How to create the perfect Burgundy cellar

Burgundy can seem intimidating to the uninitiated, so Decanter contributing editor Stephen Brook has compiled a foolproof guide to understanding the region, including recommendations that will help you build the perfect cellar – whatever your budget.

Burgundy, Burgundy cellar

Building up a serviceable collection of good Bordeaux is easy: with a few exceptions, there’s a lot around. Burgundy is more problematic. Not only are quantities far more limited, but individual growers may only have a few hundred cases of wine to sell worldwide from each of their vineyards.

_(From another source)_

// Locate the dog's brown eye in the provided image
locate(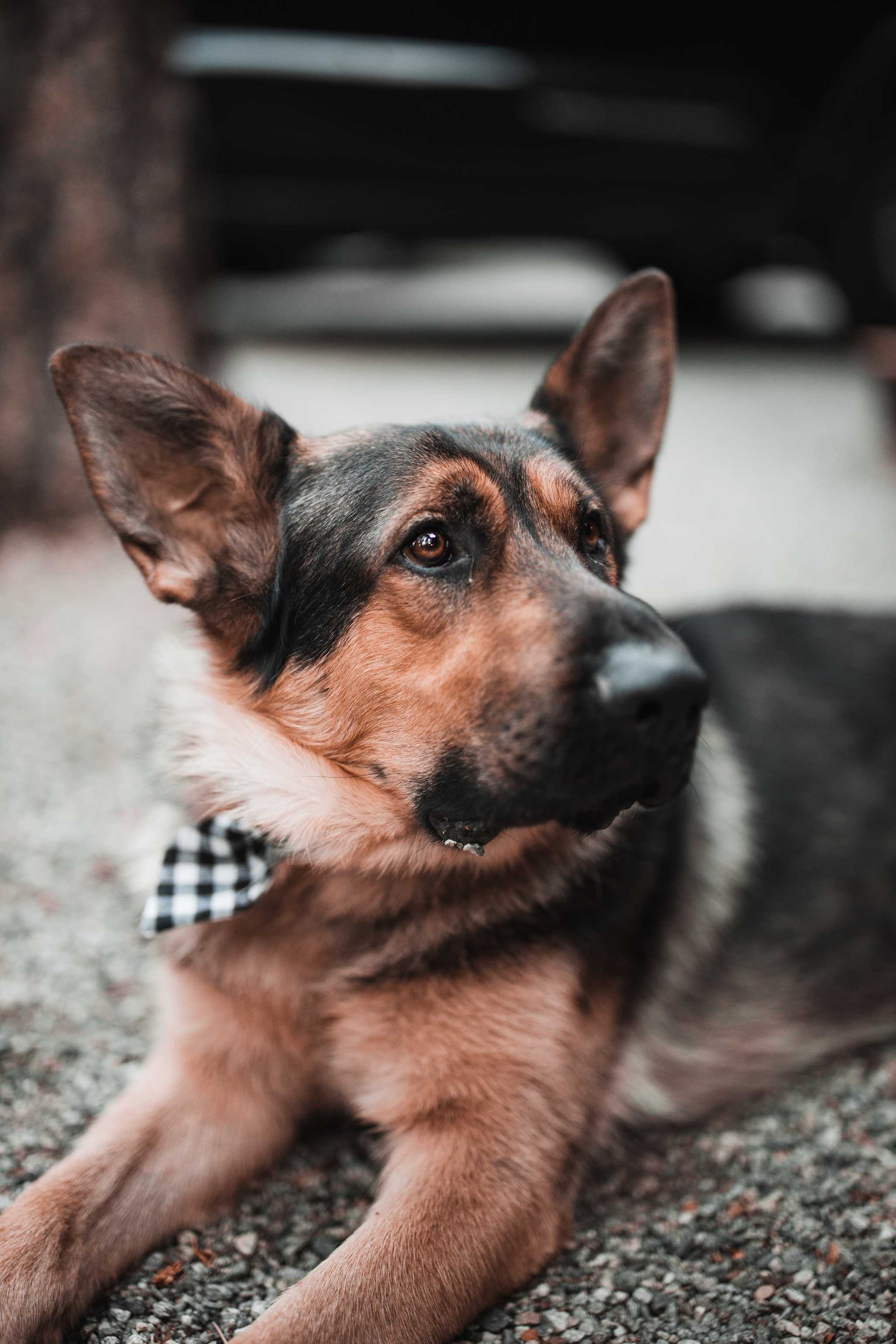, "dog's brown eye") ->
[404,527,452,568]
[582,515,607,555]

The structure of Burgundy is simple enough – only two grape varieties to worry about (Pinot Noir for red, Chardonnay for white), and a hierarchy of vineyards with just four tiers. No need to fret about fifth growths or crus bourgeois or complex blends of grapes. In Burgundy, the most basic wines are labelled ‘Bourgogne’, while wines from individual villages are labelled, for example, Volnay or Santenay. Within each village there is a tier of supposedly superior sites entitled to be called premiers crus, while some villages also have even more prestigious vineyards designated as grands crus. All this has been set in stone since the 1930s.

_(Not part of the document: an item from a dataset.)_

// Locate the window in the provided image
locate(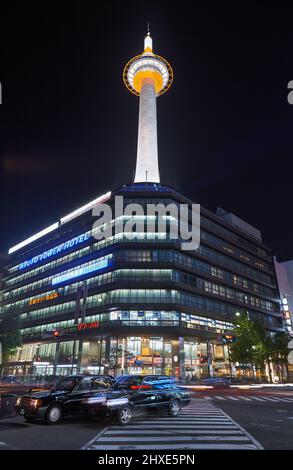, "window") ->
[91,377,111,390]
[75,377,92,392]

It seems too simple to be true and, indeed, it is. So it is written that Charmes is a premier cru in Meursault, and it can produce some of Burgundy’s most seductive white wines. But not every proprietor within every cru makes good wine. Nor is every sector within a cru of uniform quality. The notorious example is Clos Vougeot, a large grand cru where the terroir varies considerably from top to bottom – as does the skill of the 70 or so owners.

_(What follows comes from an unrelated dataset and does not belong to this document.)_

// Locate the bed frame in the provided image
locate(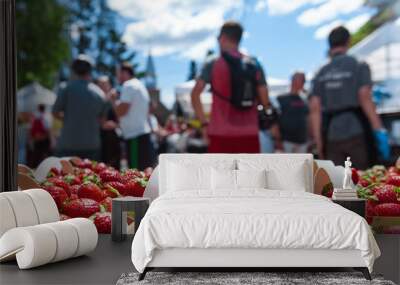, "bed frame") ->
[139,154,371,280]
[139,248,371,281]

Some decades ago, Burgundy production was dominated by négociant houses such as Drouhin or Bouchard Père et Fils, which sourced grapes or wines from a range of small growers. Over the past 20 or 30 years, those growers have realised it is far more profitable to produce and bottle their own wines. However, a superb grape grower is not necessarily a competent winemaker. Although the proportion of wretched wines from Burgundy has dropped considerably, there is still a good deal of rather dull and overpriced wine floating around. That means Burgundy is as much a minefield as it ever was.

I’m afraid that there is no substitute for finding out who are the best producers. Their identity is no secret, and most writers on Burgundy generally agree (there are about five excellent books and websites on the land and the wines, see ‘further reading’). If your local wine merchant has discovered a ‘terrific small producer in Fixin’ that neither you nor any Burgundy expert has ever heard of, you should probably give the wines a miss.